Зажурчало  в сумраке, - не глядел Савоська на огонь, хоть и темно, а видит мужика у скалы стоящего, спиной к нему. Три шага – тенью проплыл их Савоська, едва касаясь земли. Замер мужик, журчание стихло – углядел таки, на камне пред собой метнувшуюся к нему тень, страх стиснул тело, перехватил глотку когтистой лапой. Медленно обернулся мужик к Савоське, под темным пятном бородищи – светлое пятно шеи…
                Искрой просверк, мягко отдало на руку, скорготнуло – по кости скользнуло лезвие ножа… Запрокинулась голова, жадным ртом шея распахнулась, плеснуло, и – зажурчало вновь по камешкам. Не выпуская из руки ножа придержал Савоська завалившееся назад тело, неслышно на камни опустил. Присел рядом, брезгливо морщась, воротил нос, обтер об одежду скользкие ладони, нож ткнул в ножны.

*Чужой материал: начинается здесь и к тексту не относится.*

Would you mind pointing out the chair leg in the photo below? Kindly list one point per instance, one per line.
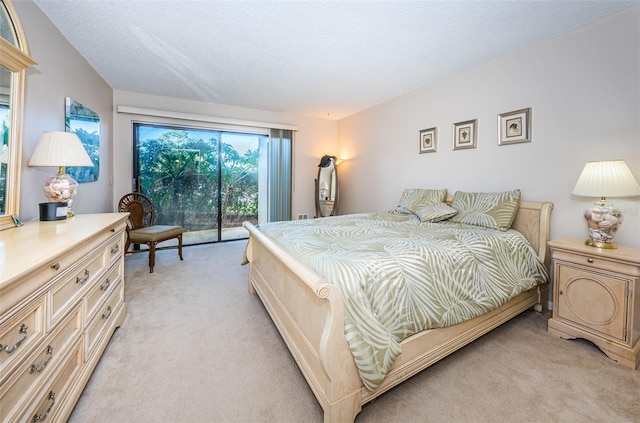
(152, 256)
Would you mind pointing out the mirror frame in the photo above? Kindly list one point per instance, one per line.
(336, 194)
(16, 59)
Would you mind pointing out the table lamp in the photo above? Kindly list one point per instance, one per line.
(605, 179)
(60, 149)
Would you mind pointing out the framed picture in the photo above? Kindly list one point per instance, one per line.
(514, 127)
(429, 140)
(464, 134)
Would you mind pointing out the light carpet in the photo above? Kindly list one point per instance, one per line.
(197, 347)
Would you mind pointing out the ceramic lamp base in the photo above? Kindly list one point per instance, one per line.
(603, 221)
(61, 188)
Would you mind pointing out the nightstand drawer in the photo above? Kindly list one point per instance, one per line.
(596, 302)
(595, 261)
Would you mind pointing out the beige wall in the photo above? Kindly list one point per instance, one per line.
(60, 72)
(584, 91)
(314, 138)
(583, 88)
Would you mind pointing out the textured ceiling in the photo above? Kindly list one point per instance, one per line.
(318, 58)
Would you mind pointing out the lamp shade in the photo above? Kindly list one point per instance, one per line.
(57, 148)
(606, 179)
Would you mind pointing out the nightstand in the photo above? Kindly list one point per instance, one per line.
(596, 296)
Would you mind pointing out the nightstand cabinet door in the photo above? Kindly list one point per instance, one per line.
(596, 301)
(596, 296)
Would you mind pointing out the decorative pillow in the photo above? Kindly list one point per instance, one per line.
(413, 200)
(436, 212)
(494, 210)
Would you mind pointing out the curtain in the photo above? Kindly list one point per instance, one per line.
(280, 159)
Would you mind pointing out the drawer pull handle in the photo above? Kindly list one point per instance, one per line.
(108, 313)
(80, 280)
(42, 417)
(23, 330)
(36, 368)
(105, 286)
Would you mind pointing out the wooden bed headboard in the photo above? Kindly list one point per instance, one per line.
(533, 221)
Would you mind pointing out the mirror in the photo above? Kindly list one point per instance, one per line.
(13, 62)
(327, 187)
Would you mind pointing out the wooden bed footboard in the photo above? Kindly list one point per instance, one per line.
(309, 314)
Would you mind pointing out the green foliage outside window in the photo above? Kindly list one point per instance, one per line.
(180, 175)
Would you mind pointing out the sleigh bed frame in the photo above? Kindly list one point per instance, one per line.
(308, 312)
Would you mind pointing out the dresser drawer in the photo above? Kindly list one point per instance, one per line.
(37, 367)
(102, 321)
(64, 294)
(100, 291)
(115, 248)
(49, 401)
(20, 333)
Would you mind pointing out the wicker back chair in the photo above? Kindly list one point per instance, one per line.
(140, 227)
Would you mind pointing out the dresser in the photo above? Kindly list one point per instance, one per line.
(61, 299)
(596, 296)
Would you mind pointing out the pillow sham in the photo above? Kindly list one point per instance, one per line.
(436, 212)
(495, 210)
(415, 199)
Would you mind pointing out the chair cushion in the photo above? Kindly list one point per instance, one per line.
(155, 233)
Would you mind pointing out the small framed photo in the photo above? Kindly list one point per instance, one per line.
(429, 140)
(464, 134)
(514, 127)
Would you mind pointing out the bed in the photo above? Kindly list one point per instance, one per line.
(309, 311)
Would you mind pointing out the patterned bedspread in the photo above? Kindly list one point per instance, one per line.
(399, 276)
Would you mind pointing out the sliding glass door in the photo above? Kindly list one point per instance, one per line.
(204, 180)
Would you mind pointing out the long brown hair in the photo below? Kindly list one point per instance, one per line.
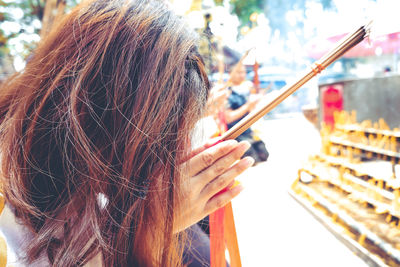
(92, 132)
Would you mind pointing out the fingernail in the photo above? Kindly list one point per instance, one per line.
(249, 161)
(234, 184)
(238, 188)
(231, 143)
(245, 145)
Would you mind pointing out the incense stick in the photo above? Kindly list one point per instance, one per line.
(344, 45)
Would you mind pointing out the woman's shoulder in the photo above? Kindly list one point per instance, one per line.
(14, 238)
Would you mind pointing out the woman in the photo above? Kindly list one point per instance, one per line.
(95, 140)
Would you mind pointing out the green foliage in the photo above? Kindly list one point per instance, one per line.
(27, 15)
(243, 9)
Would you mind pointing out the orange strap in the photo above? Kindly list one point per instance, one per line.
(317, 68)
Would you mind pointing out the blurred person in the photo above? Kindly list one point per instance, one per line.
(96, 160)
(240, 103)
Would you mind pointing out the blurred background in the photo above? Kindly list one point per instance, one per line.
(328, 195)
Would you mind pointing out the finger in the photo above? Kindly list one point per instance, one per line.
(223, 164)
(208, 144)
(206, 158)
(222, 199)
(224, 180)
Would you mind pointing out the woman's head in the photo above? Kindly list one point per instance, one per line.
(102, 114)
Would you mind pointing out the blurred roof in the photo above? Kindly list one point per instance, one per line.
(385, 44)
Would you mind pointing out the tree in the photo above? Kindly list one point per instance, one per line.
(243, 9)
(21, 24)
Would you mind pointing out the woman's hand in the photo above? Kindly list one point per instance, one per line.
(210, 170)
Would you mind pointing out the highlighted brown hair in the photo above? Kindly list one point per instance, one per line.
(92, 132)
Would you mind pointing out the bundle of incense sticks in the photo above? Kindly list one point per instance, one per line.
(344, 45)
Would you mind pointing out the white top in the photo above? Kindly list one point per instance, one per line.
(16, 237)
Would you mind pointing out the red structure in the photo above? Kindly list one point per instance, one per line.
(332, 100)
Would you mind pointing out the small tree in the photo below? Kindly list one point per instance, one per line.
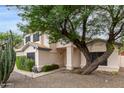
(77, 24)
(7, 59)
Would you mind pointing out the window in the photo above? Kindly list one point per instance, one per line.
(27, 39)
(94, 55)
(36, 37)
(31, 55)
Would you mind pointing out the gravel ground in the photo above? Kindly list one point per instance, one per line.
(64, 79)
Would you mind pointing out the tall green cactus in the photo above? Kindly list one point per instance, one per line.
(7, 60)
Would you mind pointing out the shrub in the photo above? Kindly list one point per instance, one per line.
(47, 68)
(24, 63)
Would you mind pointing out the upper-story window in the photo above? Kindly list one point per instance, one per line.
(36, 37)
(27, 39)
(95, 55)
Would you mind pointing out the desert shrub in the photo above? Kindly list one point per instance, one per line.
(24, 63)
(47, 68)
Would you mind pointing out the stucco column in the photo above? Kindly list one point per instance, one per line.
(83, 60)
(37, 65)
(69, 60)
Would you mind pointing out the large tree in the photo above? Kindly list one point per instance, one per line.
(17, 38)
(77, 24)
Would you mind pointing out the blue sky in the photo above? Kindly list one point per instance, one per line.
(9, 19)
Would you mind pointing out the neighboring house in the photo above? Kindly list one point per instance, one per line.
(37, 47)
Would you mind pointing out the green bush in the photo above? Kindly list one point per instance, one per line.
(47, 68)
(24, 63)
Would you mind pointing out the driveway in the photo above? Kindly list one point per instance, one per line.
(64, 79)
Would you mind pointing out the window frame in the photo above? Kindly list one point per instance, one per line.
(27, 39)
(36, 37)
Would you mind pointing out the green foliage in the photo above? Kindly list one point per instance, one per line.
(17, 38)
(24, 63)
(7, 59)
(95, 21)
(47, 68)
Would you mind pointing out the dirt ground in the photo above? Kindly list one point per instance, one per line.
(64, 79)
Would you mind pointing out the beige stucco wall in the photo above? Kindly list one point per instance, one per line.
(46, 57)
(121, 61)
(113, 60)
(76, 58)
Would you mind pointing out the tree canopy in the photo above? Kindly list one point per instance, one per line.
(77, 24)
(5, 35)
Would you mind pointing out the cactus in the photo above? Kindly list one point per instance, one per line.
(7, 59)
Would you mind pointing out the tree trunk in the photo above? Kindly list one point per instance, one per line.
(94, 65)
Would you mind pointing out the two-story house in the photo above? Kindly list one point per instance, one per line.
(37, 47)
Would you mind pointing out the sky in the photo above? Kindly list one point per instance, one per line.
(9, 19)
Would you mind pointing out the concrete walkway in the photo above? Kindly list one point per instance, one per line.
(64, 79)
(35, 75)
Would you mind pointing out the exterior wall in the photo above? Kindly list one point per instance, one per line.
(113, 60)
(28, 50)
(76, 58)
(121, 60)
(47, 57)
(43, 39)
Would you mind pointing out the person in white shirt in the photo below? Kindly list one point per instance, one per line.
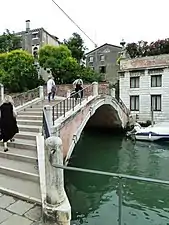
(50, 85)
(78, 85)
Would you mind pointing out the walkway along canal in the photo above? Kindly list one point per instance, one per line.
(94, 198)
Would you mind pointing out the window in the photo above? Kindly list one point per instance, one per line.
(156, 102)
(91, 59)
(102, 57)
(134, 103)
(156, 81)
(134, 82)
(35, 35)
(102, 69)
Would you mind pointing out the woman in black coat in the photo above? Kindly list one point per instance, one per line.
(8, 124)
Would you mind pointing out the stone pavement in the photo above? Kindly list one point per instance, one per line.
(17, 212)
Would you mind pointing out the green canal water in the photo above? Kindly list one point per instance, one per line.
(94, 198)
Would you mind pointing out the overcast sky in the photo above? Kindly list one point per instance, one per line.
(105, 21)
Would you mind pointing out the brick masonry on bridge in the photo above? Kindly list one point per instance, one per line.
(99, 112)
(18, 212)
(70, 127)
(62, 89)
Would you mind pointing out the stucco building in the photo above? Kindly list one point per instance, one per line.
(33, 39)
(104, 60)
(144, 85)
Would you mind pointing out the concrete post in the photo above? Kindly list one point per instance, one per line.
(113, 92)
(48, 110)
(2, 92)
(95, 88)
(41, 93)
(68, 94)
(56, 209)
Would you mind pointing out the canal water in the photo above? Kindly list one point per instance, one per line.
(94, 198)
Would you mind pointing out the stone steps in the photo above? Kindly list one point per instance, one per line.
(19, 175)
(29, 122)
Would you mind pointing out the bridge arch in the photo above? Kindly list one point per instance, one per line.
(101, 112)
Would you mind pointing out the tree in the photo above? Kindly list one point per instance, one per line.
(17, 71)
(59, 60)
(76, 46)
(9, 41)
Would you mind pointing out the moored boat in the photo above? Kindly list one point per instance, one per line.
(159, 131)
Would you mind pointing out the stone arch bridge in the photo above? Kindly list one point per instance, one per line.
(97, 110)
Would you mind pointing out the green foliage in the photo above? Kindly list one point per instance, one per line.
(76, 46)
(17, 71)
(9, 41)
(63, 66)
(59, 60)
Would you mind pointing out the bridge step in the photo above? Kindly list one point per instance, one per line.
(19, 175)
(30, 122)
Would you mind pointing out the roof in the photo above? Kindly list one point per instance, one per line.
(103, 46)
(36, 30)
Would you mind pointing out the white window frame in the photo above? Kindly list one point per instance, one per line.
(155, 82)
(135, 81)
(135, 103)
(102, 60)
(91, 58)
(36, 34)
(156, 102)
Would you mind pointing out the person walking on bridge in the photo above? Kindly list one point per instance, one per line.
(78, 85)
(8, 124)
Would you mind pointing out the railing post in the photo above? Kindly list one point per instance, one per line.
(2, 92)
(120, 201)
(41, 93)
(95, 88)
(57, 209)
(49, 115)
(68, 94)
(112, 92)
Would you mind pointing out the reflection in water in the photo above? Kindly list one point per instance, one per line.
(94, 198)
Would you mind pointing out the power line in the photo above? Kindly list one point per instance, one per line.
(74, 23)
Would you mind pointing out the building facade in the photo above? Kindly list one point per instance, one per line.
(144, 86)
(32, 40)
(103, 60)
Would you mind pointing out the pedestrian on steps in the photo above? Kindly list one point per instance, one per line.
(8, 123)
(50, 87)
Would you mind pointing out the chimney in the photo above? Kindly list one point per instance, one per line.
(27, 25)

                - Лука! Ты, никак приснул тамока? – хохотнул пялясь во тьму один из тех, у костра. Не прячась, волоча ноги по камешкам, двинулся к ним Савоська. Не углядят со свету сидящие, да и не ждут ничего. Подошел, стал на свету – перед ними. Смотрел, как плывут смятые смертной жутью заросшие бородами лица, круглятся, выкатываясь из орбит, глаза. Раззявив рты, без звука вопят мужики, сучат ногами пытаясь отодвинуться от невзрачной тени.
                Он не спешил, не суетился, стремясь закончить побыстрее начатое. Тряхнул рукой, поймав поводок, подернул, дважды тукнуло глухо. Постоял, сходил за оставленными невдали сапогами, переобулся, присев рядом с костерком. Долго смотрел на недвижно замершие тела, перекрестившись, прошептал тихо, во тьму:
                - Ни к чему ребятешкам на этакое глядеть. – Обошел костер, ухватив лежащих за воротники кожушков поволок их в сторону, под нависшие каменные своды, подальше от костра. Минут через пять он уже шел к своим, шел открыто, по свежему чистому снегу.
                Всю эту ночь шли они по Проходу. Вначале – медленно, отыскивая среди камешков светлые пятнышки стружек и тщательно собирая их, затем, войдя в основное русло – быстрее, без передыху. Потянуло свежестью, еще затемно вышли они ко входу в пещеру.